In the past, hyperspectral imaging – the simultaneous collection of the optical spectrum at each point in an image – was feasible only with larger, exorbitantly priced satellites. The larger satellites also came with significant restrictions: a single satellite provides new data only when passing over a specific location and produces new imagery on several-day intervals.
New tiny nanosatellites, such as the Reaktor Hello World satellite, weighing only a couple of kilograms are relatively cheap and fast to build. In groups, nanosatellites can form cost-efficient constellations. With the help of the new Finnish imaging technology, nanosatellites are now able to collect critical, nearly real-time data on the state of our planet. That development has far-reaching benefits for monitoring climate change.
The groundbreaking innovation comes at a pivotal time as climate change continues apace. "This particular type of imaging data makes it possible to monitor the status of carbon sink resources. It also enables optimization of food production and reducing environmental load caused by agriculture, providing a way to sense water irrigation needs and optimize the use of fertilizers in fields," says Anna Rissanen, Research Team Leader at VTT.
Unique hyperspectral data can help predict natural disasters such as forest fires
The infrared wavelength region shown by the hyperspectral imager contains a significant amount of data. That data can be used to recognize ground targets such as fields, forests, mines or built infrastructure and analyze their features based on unique spectral fingerprints. Such features could be related to the presence of chemicals like fertilizers, biomass content or rock species, for example. Hyperspectral imagers can also monitor vegetation health and the composition of greenhouse gases.
"This new technology will allow us to react to global environmental changes in near real time. That opens up many new business opportunities as well as ways to combat climate change," says Tuomas Tikka, CEO of Reaktor Space Lab, Reaktor's portfolio company that specializes in building advanced nanosatellites for space-based services.
The first images were taken on 2nd of December over the Sahara desert and they were downloaded from the Reaktor Hello World during the first weeks of December.

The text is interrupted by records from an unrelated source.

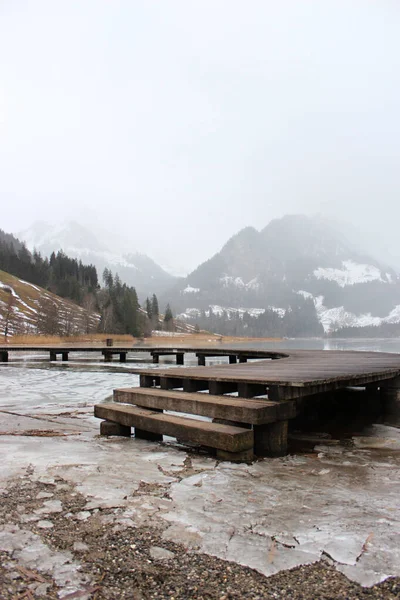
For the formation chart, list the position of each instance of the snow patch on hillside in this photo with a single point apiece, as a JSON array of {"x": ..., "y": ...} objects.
[
  {"x": 229, "y": 281},
  {"x": 335, "y": 318},
  {"x": 350, "y": 273},
  {"x": 229, "y": 312}
]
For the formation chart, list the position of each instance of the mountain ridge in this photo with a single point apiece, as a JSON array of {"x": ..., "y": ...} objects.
[
  {"x": 292, "y": 264},
  {"x": 135, "y": 269}
]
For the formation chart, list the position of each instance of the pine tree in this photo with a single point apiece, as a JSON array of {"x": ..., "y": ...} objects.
[
  {"x": 149, "y": 309},
  {"x": 168, "y": 318},
  {"x": 154, "y": 309}
]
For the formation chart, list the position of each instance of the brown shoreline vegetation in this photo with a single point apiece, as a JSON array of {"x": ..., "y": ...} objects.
[{"x": 128, "y": 340}]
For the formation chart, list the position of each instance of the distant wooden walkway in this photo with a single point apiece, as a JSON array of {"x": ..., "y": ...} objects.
[
  {"x": 278, "y": 388},
  {"x": 108, "y": 352}
]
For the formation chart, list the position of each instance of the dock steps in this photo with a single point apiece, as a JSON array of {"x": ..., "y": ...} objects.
[
  {"x": 227, "y": 438},
  {"x": 253, "y": 411}
]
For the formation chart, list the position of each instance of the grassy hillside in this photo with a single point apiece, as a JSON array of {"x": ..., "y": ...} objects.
[{"x": 29, "y": 309}]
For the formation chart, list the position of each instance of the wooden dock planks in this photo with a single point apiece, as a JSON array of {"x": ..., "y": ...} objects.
[
  {"x": 252, "y": 411},
  {"x": 215, "y": 435}
]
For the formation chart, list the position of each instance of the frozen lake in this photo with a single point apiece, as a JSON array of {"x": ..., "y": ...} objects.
[{"x": 338, "y": 502}]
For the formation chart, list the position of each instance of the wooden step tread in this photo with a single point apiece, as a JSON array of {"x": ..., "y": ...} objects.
[
  {"x": 242, "y": 410},
  {"x": 215, "y": 435}
]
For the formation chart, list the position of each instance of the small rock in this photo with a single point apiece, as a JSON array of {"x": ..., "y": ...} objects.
[
  {"x": 80, "y": 547},
  {"x": 158, "y": 553},
  {"x": 41, "y": 590},
  {"x": 50, "y": 506},
  {"x": 42, "y": 495},
  {"x": 45, "y": 524},
  {"x": 83, "y": 515}
]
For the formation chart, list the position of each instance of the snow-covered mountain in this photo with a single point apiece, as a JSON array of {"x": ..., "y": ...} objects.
[
  {"x": 295, "y": 265},
  {"x": 77, "y": 241}
]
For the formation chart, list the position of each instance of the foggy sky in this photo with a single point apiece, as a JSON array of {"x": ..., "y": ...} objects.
[{"x": 176, "y": 123}]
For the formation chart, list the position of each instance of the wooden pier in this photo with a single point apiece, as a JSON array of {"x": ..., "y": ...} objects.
[
  {"x": 108, "y": 352},
  {"x": 268, "y": 393}
]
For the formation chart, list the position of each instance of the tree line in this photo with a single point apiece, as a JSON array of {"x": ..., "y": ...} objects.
[{"x": 115, "y": 302}]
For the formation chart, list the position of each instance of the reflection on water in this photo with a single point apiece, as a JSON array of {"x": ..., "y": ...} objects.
[
  {"x": 362, "y": 344},
  {"x": 30, "y": 382}
]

"The image above Sahara (Figure 1) shows how the water content of an area can be determined and mapped based on infrared spectral image data," explains Antti Näsilä, Senior Scientist at VTT and the leading technical expert for the camera development of the Reaktor Hello World nanosatellite mission.
"This type of information could prove crucial for areas fighting drought or forest fires, both of which are becoming more common with the changing climate. In the future, nanosatellite constellations could provide, for instance, concurring updates about the severity of the droughts in each neighborhood in California", says Näsilä.
The hyperspectral imager and nanosatellite technology in detail
The infrared hyperspectral imager on board the Reaktor Hello World nanosatellite is a small, lightweight, 2D-snapshot tunable spectral imager operating in the short-wave infrared spectra (900–1400 nm). The world's first nanosatellite compatible hyperspectral imager built by VTT was launched on board the Aalto-1 satellite in June 2017, demonstrating hyperspectral imaging for visible and VNIR range (500 - 900 nm). Now, the technology has successfully been extended to cover also the infrared range. In the future, the team believes that this hyperspectral imaging technology can bring completely new solutions for space exploration.
First land images from Reaktor Hello World overlaid over image data from Google Earth. This image was taken above Sahara, near the borders of Libya, Egypt and Sudan. The fields in the upper right-hand corner of the image are part of an irrigation experiment. The reddish close-up image measures the spectral signature of water, which enables visualizing the changing moisture content in the ground. The image reveals differences of water content in the fields: the blue-green parts indicate better irrigation, whereas the yellow-orange signify drier conditions.
3D render of the Reaktor Hello World satellite hosting the first ever miniature infrared hyperspectral imager for satellites. The satellite is only 10 centimeters wide and 20 centimeters long.
False color images of desert highland in southern Sahara. The image on the left depicts the changes of the soil type across the image while the image on the right displays changes in soil moisture. The water reservoir in the upper part of the image is very well highlighted in this image, when compared to the dark rocks.